Here is a quiz Mandelbrot gives. Of the difference graphs below, one is Brownian motion, one fractional Brownian motion, one a Levy process, two are real financial data, and three are multifractal forgeries. Can you tell which is which? Pick the Fake Mandelbrot Finance
Answers here

I am fascinated by Mandelbrot's visual approach to science. In his book Misbehavior of Markets he comments,

Pictures are undervalued in science. A modern diagram or chart can be as precise as desired, and is no more costly than the computer that draws it. The picture can now aid, not mislead the scientist. It permits instant comparison, instant comprehension.

There was a famous scientific debate including the now late Daniel Kahneman over whether the "Hot Hand" effect was real or not. Current consensus is that it is real. I was curious if there was a "Hot Team" effect where teams were more likely to score after scoring. In my experience as a college basketball player and coach, it certainly feels like this exists. And basketball practitioners swear by it:

"Basketball is a game of runs!", they say.

I tried to tackle this problem using Mandelbrot's method, but found (at least on initial testing) that his eye test is not sensitive enough to pick up small changes of 2.5% dependence, which if the hot team effect exists it will be small. Here's what the Mandelbrot test looks like for 10,000 steps in a random walk with .525 probability dependence, meaning if you get a 1 you have a .525 chance of getting another 1 and same for -1.

Mandelbrot Method

I have to generate more samples to really double-check if it can pick up the difference but just from that image I can't really tell.

So I devised a test that counts up the number of streaks of length 2 and plots their frequency. You can divide it up into chunks, to make it easier to see the difference between values. It looks like this:

Dependence Eye Test

So here you can actually test yourself using the manipulate to see if you can tell which one is dependent and which one is independent. With 10 chunks of 1000 and a dependence of 0.525, I am about 95% accurate at telling the difference, which is an improvement on the initial Mandelbrot method which I couldn't really tell at all. With 10 chunks of 500 I performed at about 80%. Once you go lower than that it starts to become impossible because I think the information is not actually there.

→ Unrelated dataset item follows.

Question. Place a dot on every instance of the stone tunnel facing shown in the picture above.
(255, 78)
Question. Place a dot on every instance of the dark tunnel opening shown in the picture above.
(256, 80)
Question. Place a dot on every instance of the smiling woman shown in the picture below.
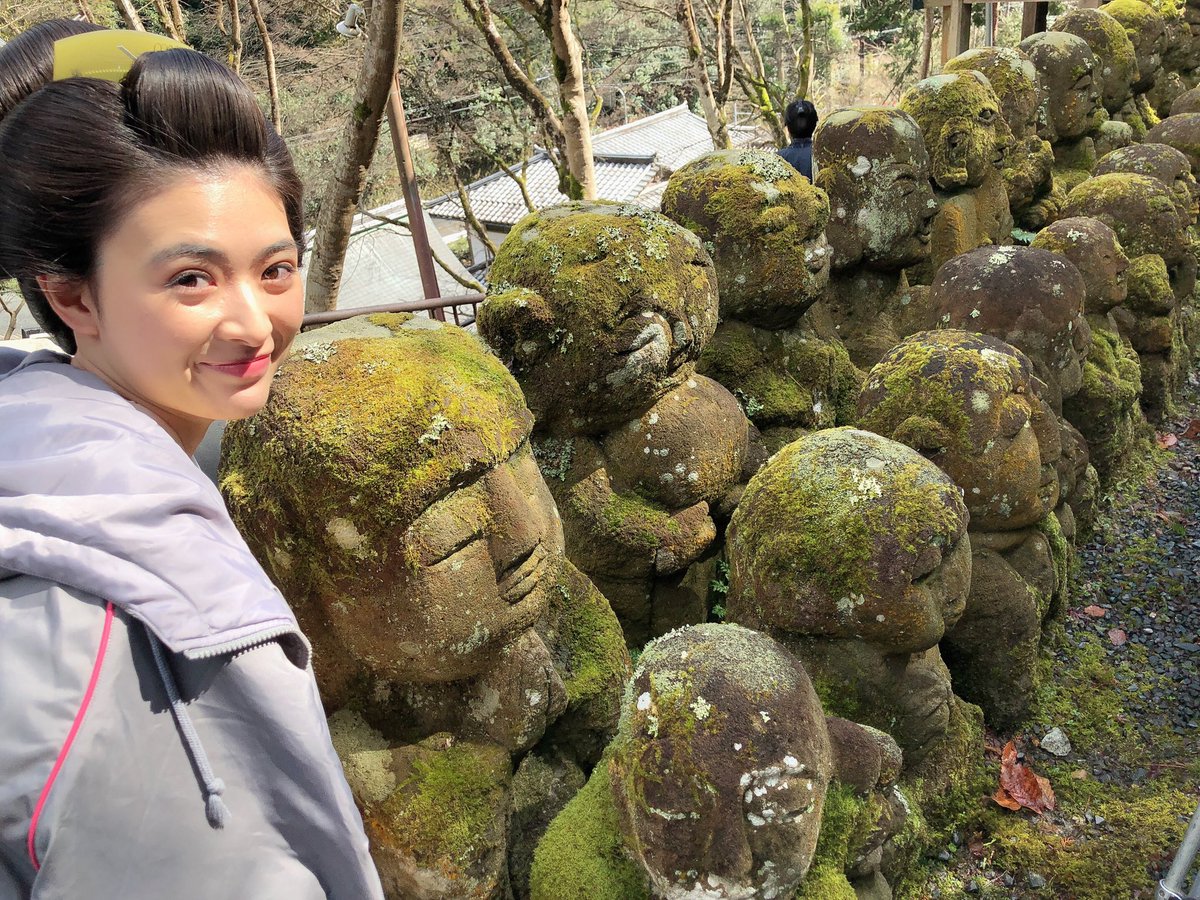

I encourage you to give it a try.

I applied this method to the Portland Trail Blazers NBA Team data and found that it didn't look dependent, which is evidence for this paper here. Here's what it looked like:

Blazers Dependence Test

On the left is fake independent data, in the middle is fake dependent data (p = 0.525) and on the right is the real data.

I'm working on trying out my eye test on college basketball and tennis data. Overall I think it's a powerful tool for detecting dependence without knowing the mathematics behind it. It's science for dummies, like me, who can't get their head around probability formulas. On a bigger picture it's a method for finding effective visual models for random events. My plan is to build up a set of tests so that I can quickly understand data with minimal effort.